Cette étude est une étude qualitative, sans statistique, ni quota de
médecins représentatifs, etc...
Le but est simplement d'essayer de comprendre où se situent les peurs
et les freins.
Dans le même temps, comme pour étayer en chiffres et en statistiques
les résultats de cette étude, la Sofrès a effectué (Juin 92) une étude quantitative
en interrogeant les femmes non traitées, et a pu montrer la véracité de certaines
conclusions de l'étude ici:
En effet 36% des femmes ménopausées non traitées auraient pris un
traitement si leur médecin le leur avait proposé.
TRAITER OU NE PAS TRAITER ?
Que ce soit pour les femmes ou pour certains médecins, il existe peu de
solutions entre les craintes du traitement et le caractère "obligatoire" qui
lui est associé. Ne pas traiter se vit comme une sanction :
- Pour le gynécologue c'est ne pas être "à la mode" en
retard par rapport à la science.
- Pour la femme : C'est l'exacerbation des symptômes de la ménopause,
et à long terme l'ostéoporose.
Les gynécologues sont souvent plus anxieux que leurs patients,
probablement par la prise des responsabilités que leur confère la prescription.
Les femmes qui prennent ce traitement sont, elles, très prosélytes.
Elles en font souvent un traitement miracle, de jouvence et veulent
convaincre leurs amies du bien fondée du traitement.
Les femmes et la ménopause :
Les symptômes comme bouffées de chaleur, malaises divers et la crainte
de survenue de l'ostéoporose sont vécus de façon différentes en fonction du désir ou
des craintes face au traitement de la ménopause.
1 Les femmes non traitées :
Elles vont minimiser les symptômes. Le traitement leur paraît inutile
sauf éventuellement pour prévenir l'apparition de l'ostéoporose.
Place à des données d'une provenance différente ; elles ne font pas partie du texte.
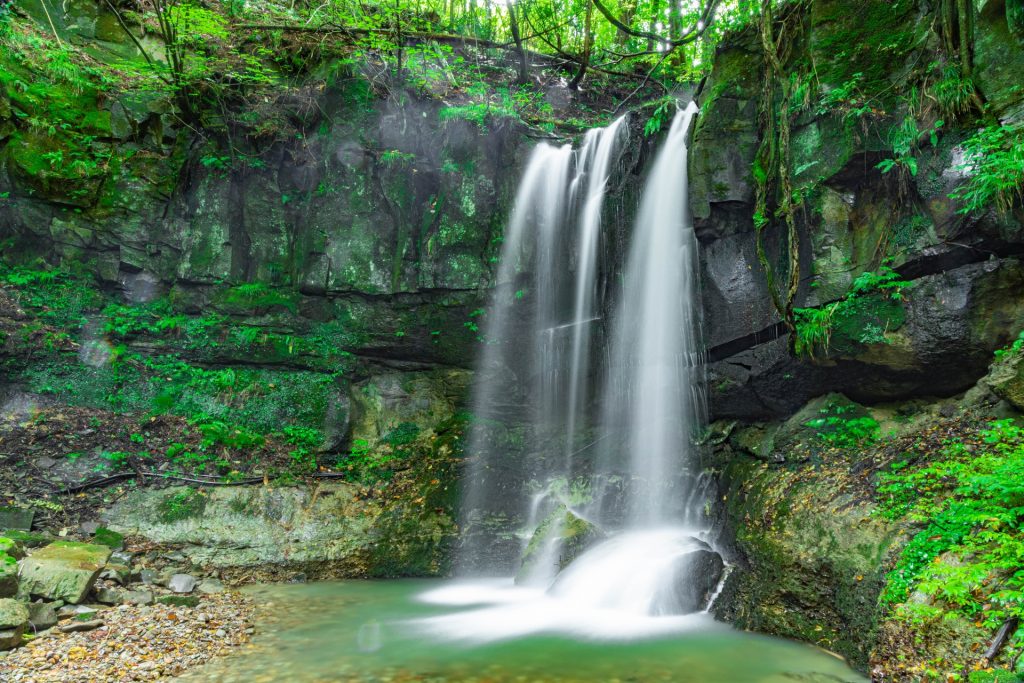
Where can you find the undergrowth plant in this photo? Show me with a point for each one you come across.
(870, 305)
(993, 161)
(968, 556)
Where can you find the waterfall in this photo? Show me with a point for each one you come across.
(617, 523)
(537, 334)
(652, 395)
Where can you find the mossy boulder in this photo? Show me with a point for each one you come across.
(561, 538)
(28, 539)
(812, 555)
(11, 547)
(64, 570)
(999, 58)
(8, 575)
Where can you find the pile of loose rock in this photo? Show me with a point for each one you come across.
(96, 611)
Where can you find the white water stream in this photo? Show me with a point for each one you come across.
(637, 483)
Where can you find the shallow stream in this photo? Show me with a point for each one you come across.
(491, 632)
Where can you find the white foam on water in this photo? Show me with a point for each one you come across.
(608, 593)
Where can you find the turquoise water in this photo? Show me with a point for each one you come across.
(427, 631)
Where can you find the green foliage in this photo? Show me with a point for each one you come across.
(969, 504)
(904, 139)
(258, 296)
(993, 160)
(663, 112)
(216, 432)
(847, 99)
(952, 91)
(498, 105)
(54, 297)
(869, 308)
(838, 429)
(1014, 348)
(182, 505)
(395, 158)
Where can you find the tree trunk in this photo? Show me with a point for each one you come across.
(588, 45)
(516, 36)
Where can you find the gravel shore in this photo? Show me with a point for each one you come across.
(134, 643)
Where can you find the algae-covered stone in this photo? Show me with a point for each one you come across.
(8, 575)
(64, 570)
(28, 539)
(814, 556)
(559, 540)
(11, 547)
(13, 619)
(112, 540)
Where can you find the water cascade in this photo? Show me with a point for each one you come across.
(615, 526)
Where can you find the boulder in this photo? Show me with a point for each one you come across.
(558, 540)
(79, 627)
(8, 575)
(13, 619)
(77, 611)
(181, 583)
(64, 570)
(42, 615)
(178, 600)
(1007, 378)
(11, 547)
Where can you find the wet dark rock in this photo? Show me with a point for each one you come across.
(698, 573)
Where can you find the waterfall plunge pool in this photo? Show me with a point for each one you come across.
(491, 631)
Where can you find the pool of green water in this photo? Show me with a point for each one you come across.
(427, 631)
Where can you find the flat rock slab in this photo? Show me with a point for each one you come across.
(64, 570)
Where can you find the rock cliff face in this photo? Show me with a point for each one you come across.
(965, 268)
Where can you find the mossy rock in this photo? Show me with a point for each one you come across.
(13, 620)
(31, 167)
(8, 575)
(11, 547)
(561, 538)
(112, 540)
(1007, 378)
(27, 539)
(62, 570)
(814, 557)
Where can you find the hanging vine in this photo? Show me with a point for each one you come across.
(955, 19)
(773, 164)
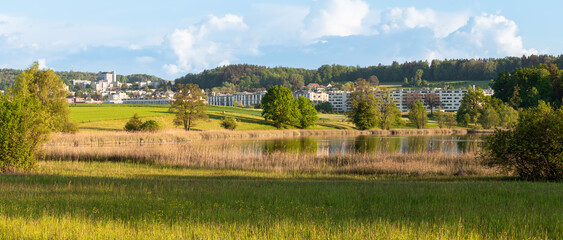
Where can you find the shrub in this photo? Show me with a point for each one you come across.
(134, 124)
(150, 126)
(229, 123)
(533, 149)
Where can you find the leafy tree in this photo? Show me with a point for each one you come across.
(229, 123)
(324, 107)
(279, 106)
(188, 106)
(373, 80)
(508, 116)
(440, 118)
(363, 112)
(490, 118)
(471, 104)
(49, 89)
(432, 100)
(29, 111)
(450, 120)
(307, 112)
(411, 98)
(533, 149)
(417, 115)
(150, 126)
(389, 112)
(134, 123)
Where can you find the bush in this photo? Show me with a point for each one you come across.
(533, 149)
(134, 124)
(150, 126)
(229, 123)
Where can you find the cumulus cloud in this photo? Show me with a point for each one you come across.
(42, 64)
(338, 18)
(490, 34)
(144, 59)
(211, 43)
(441, 23)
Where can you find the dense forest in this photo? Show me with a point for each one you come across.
(244, 77)
(8, 77)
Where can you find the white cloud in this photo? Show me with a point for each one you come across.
(490, 35)
(441, 23)
(212, 43)
(42, 64)
(144, 60)
(338, 18)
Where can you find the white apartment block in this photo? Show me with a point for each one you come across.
(107, 76)
(340, 100)
(155, 101)
(451, 99)
(244, 98)
(315, 97)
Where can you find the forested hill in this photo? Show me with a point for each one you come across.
(8, 77)
(245, 77)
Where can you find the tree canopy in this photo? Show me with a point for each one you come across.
(188, 106)
(32, 108)
(279, 106)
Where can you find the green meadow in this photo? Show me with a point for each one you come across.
(108, 117)
(116, 200)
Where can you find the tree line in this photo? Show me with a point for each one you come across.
(245, 77)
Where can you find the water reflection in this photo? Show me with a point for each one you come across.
(366, 144)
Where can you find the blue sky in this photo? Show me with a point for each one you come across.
(171, 38)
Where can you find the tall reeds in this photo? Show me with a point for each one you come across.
(233, 156)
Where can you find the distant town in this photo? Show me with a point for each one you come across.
(115, 92)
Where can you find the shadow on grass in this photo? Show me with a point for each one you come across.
(309, 200)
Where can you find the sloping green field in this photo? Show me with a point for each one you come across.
(108, 117)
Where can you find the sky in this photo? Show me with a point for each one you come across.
(169, 38)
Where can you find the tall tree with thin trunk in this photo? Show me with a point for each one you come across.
(432, 100)
(417, 115)
(188, 106)
(411, 98)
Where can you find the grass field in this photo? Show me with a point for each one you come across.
(113, 117)
(109, 117)
(109, 200)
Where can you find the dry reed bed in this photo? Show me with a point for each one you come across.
(231, 157)
(101, 139)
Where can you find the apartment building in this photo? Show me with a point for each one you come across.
(244, 99)
(340, 100)
(313, 96)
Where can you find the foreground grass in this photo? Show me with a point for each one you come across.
(109, 117)
(101, 200)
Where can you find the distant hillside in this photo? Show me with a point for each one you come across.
(244, 77)
(8, 77)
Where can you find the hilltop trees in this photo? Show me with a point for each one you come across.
(30, 110)
(188, 106)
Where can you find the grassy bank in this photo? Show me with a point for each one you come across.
(108, 117)
(107, 200)
(111, 118)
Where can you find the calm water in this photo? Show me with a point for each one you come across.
(362, 144)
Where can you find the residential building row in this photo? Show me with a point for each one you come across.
(341, 100)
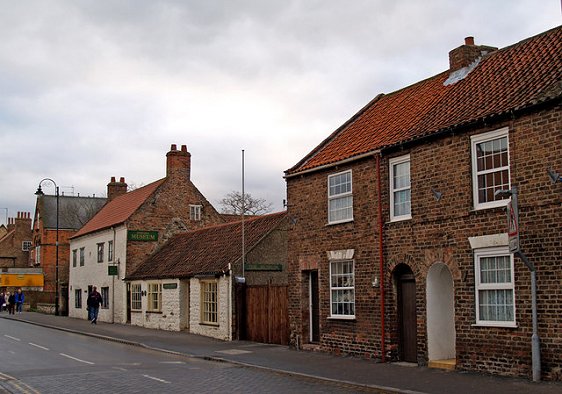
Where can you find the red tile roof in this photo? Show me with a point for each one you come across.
(118, 210)
(206, 251)
(508, 80)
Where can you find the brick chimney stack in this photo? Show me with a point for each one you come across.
(466, 54)
(115, 189)
(178, 162)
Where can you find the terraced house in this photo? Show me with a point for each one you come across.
(400, 249)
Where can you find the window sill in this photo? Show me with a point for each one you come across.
(209, 324)
(341, 317)
(340, 222)
(495, 325)
(400, 219)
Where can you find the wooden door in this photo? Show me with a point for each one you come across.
(407, 316)
(266, 318)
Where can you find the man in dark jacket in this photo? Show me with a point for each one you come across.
(94, 301)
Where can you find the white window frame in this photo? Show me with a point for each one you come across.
(136, 297)
(109, 250)
(335, 197)
(334, 289)
(391, 163)
(474, 141)
(195, 212)
(208, 315)
(154, 289)
(502, 251)
(78, 298)
(100, 253)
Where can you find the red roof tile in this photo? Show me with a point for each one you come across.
(206, 251)
(118, 210)
(510, 79)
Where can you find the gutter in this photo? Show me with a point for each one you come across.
(381, 257)
(337, 163)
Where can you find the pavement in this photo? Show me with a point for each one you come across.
(359, 374)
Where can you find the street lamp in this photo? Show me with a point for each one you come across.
(513, 236)
(39, 192)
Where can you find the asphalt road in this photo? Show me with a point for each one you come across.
(35, 359)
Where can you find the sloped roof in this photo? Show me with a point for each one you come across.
(206, 251)
(119, 209)
(74, 211)
(511, 79)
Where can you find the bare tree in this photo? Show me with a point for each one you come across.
(232, 204)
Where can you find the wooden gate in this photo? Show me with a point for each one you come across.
(267, 314)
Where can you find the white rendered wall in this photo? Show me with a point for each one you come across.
(96, 274)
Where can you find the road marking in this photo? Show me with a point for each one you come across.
(39, 346)
(4, 376)
(157, 379)
(76, 359)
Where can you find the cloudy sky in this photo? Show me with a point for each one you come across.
(94, 89)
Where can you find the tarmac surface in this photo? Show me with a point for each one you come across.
(359, 373)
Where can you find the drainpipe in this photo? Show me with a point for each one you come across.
(381, 257)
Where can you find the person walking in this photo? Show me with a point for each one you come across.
(19, 299)
(93, 302)
(2, 301)
(11, 303)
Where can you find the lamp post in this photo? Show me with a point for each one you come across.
(513, 235)
(39, 192)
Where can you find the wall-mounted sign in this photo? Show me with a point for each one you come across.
(264, 267)
(141, 235)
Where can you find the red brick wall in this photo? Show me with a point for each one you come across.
(438, 232)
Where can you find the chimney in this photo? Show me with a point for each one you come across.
(178, 163)
(466, 54)
(11, 224)
(115, 189)
(22, 224)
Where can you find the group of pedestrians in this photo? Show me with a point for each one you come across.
(12, 302)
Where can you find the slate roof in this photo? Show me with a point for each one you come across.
(206, 251)
(74, 211)
(119, 209)
(505, 81)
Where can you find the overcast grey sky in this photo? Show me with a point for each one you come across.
(94, 89)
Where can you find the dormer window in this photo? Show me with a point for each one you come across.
(195, 212)
(340, 198)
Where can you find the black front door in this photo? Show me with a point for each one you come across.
(407, 315)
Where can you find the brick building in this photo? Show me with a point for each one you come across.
(128, 229)
(73, 213)
(400, 248)
(190, 281)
Elles valoriseront la ménopause comme l'accès à un état nouveau
permettant l'épanouissement personnel et la sagesse intérieure, la sérénité, le
savoir et la réalisation de soi. Les symptômes seront ressentis mais acceptés par
rapport aux bénéfices qu'elles attendent de la ménopause. Ce sont souvent ces femmes
qui avouent être soulagées de la fin de leur vie sexuelle et "des ennuis de
femmes".
2 Les femmes traitées :
- Les symptômes de carence hormonale seront perçus de façon
tout-à-fait différents et ressentis de façon insupportables.
- La ménopause représente pour elle la perte de la séduction, de la
maternité mais aussi la perte de leur énergie et de leur tonus.
- Un rapport passionnel au traitement s'instaure à ce moment, et il est
surinvestit pour beaucoup d'entre elles.
- Ces femmes ont pour profil d'avoir l'habitude de se prendre en charge.
Elles combattent ce fatalisme et la résignation.
- Elles désirent maîtriser le temps qui leur reste à vivre.
Bien vieillir est un droit et un devoir par rapport à elle-même mais
aussi pour leur entourage.
LE VECU DES REGLES PAR LES FEMMES
Les règles seront vécues de façon très différentes selon que les
femmes seront traitées ou pas. Pour certaines, elles mettront en avant les effets
négatifs, les règles, la douleur, l'inconfort, la contrainte, la corvée et la fin des
règles est vécue pour elles comme un soulagement.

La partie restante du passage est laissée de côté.